Benzo(a)pyrene (BaP), an important environmental pollutant, is produced as the result of incomplete combustion of organic materials in many industries and food cooking process. It has been purposed that BaP induces hepatotoxicity through oxidative stress and apoptosis. Several studies have shown that melatonin can protect against chemical-induced apoptosis through autophagy pathway. In this study, we assessed the modulating effect of melatonin, a well-known antioxidant, on BaP-induced hepatotoxicity through induction of autophagy. Thirty male mice were treated daily for 28 consecutive days. BaP (75 mg/kg; oral gavage) and melatonin (10 and 20 mg/kg, i.p.) were administered to mice. The liver histopathology and the levels of apoptosis and autophagy proteins as well as the expression of miR-34a were determined. The BaP exposure induced severe liver histological injury and markedly enhanced AST, ALT and MDA level. Also, apoptosis proteins and hepatic miR-34a expression increased. However, the level of Sirt1 and autophagy markers such as LC3 II/I ratio and Beclin-1 reduced. The co-administration of melatonin reversed all changes caused by BaP. In summary, melatonin appears to be effective in BaP-induced hepatotoxicity maybe through the miR-34a/Sirt1/autophagy molecular pathway.

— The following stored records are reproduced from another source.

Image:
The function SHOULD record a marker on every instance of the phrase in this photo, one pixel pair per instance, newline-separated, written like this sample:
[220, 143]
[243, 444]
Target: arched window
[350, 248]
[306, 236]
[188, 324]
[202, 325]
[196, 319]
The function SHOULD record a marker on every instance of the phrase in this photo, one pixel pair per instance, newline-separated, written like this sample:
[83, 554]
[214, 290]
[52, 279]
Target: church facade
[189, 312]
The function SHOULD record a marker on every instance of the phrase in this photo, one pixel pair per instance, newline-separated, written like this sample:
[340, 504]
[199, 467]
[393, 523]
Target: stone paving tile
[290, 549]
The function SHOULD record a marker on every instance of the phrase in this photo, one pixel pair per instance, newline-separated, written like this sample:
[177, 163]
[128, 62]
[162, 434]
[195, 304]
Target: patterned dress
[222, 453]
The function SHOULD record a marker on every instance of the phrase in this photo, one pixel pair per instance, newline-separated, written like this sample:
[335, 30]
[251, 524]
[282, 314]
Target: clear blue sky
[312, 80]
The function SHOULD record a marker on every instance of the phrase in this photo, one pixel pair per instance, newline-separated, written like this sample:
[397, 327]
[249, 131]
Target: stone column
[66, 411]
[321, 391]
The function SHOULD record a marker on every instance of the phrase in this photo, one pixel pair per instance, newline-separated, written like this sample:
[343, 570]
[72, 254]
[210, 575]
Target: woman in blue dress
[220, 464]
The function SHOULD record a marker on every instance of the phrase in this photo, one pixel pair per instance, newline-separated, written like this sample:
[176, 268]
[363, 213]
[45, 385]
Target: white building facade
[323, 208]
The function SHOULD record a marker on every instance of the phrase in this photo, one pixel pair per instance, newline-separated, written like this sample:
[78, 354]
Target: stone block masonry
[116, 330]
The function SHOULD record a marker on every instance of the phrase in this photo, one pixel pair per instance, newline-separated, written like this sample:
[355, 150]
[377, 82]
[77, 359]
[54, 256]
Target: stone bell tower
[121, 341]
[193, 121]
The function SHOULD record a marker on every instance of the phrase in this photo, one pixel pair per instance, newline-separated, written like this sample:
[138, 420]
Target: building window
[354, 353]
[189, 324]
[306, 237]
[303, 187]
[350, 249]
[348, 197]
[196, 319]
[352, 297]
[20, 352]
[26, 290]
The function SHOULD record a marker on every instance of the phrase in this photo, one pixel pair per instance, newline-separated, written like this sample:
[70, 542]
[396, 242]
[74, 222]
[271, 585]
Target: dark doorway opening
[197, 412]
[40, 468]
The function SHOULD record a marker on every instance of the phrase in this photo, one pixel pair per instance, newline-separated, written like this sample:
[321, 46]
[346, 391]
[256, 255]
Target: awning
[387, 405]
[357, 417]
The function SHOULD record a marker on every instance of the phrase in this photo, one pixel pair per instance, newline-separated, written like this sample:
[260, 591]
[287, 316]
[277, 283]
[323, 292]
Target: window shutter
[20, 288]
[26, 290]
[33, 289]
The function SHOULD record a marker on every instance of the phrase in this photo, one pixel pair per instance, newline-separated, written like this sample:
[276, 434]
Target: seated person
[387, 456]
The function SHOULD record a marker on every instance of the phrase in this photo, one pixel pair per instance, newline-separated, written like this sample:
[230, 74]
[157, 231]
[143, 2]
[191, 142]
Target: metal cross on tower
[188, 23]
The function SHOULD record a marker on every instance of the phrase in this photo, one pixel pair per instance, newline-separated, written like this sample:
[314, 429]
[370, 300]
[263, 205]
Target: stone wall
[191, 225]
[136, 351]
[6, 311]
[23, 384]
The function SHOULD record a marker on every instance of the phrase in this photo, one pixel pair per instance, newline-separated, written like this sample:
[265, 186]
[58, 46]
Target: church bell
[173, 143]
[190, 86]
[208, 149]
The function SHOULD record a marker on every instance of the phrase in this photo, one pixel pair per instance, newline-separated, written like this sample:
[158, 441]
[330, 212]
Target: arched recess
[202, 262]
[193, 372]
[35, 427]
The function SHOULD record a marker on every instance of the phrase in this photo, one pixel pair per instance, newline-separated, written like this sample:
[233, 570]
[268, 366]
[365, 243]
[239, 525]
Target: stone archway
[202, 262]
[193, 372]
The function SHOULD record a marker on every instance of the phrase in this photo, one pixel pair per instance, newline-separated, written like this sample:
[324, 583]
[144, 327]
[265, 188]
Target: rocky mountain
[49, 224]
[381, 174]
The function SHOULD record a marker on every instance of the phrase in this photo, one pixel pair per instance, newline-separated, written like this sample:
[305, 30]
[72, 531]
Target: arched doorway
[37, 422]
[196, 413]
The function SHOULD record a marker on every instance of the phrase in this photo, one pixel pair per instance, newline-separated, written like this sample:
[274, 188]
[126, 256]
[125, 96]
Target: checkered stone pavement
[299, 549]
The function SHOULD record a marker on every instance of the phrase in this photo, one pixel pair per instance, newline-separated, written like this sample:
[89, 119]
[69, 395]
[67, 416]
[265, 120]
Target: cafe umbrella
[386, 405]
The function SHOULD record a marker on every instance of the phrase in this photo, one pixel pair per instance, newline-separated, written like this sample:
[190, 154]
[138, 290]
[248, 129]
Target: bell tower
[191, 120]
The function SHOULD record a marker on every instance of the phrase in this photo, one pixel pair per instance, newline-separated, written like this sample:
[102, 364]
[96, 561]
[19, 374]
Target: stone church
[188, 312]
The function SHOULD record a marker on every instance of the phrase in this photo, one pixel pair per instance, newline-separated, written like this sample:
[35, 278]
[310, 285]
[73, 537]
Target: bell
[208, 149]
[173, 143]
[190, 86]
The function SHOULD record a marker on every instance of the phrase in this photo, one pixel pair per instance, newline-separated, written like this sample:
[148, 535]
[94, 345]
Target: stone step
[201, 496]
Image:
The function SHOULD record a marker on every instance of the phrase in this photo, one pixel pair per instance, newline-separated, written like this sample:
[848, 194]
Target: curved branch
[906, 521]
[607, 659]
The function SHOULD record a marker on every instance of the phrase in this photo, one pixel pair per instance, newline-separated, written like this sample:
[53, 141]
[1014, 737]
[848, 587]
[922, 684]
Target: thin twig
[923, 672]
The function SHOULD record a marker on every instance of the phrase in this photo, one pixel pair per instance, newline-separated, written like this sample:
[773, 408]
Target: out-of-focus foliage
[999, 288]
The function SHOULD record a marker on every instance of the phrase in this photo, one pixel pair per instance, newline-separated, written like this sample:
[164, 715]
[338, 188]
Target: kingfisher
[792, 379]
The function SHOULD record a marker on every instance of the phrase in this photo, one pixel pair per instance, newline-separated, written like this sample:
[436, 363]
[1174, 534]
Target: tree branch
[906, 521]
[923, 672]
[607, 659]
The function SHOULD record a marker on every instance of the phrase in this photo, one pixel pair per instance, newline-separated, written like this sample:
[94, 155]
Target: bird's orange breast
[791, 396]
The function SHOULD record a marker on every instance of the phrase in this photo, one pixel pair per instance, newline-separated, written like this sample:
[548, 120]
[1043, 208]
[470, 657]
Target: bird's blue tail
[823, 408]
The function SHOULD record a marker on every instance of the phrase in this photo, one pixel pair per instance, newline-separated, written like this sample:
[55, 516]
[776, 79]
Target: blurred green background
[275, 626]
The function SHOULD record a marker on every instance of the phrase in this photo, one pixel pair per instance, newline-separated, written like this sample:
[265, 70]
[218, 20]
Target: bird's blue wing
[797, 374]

苯并（a）re（BaP）是一种重要的环境污染物，是许多行业和食品烹饪过程中有机材料不完全燃烧的结果。目的是BaP通过氧化应激和凋亡诱导肝毒性。几项研究表明，褪黑激素可以通过自噬途径防止化学诱导的细胞凋亡。在这项研究中，我们评估了褪黑素（一种著名的抗氧化剂）通过自噬诱导对BaP诱导的肝毒性的调节作用。每天治疗三十只雄性小鼠，连续28天。将BaP（75 mg / kg;口服管）和褪黑激素（10和20 mg / kg，腹膜内）给予小鼠。测定肝脏的组织病理学，凋亡和自噬蛋白的水平以及miR-34a的表达。BaP暴露可导致严重的肝脏组织学损伤，并显着增强AST，ALT和MDA水平。而且，凋亡蛋白和肝miR-34a表达增加。但是，Sirt1和自噬标志物如LC3 II / I比和Beclin-1的水平降低。褪黑激素的共同给药逆转了由BaP引起的所有变化。总之，褪黑激素可能通过miR-34a / Sirt1 /自噬分子途径对BaP诱导的肝毒性有效。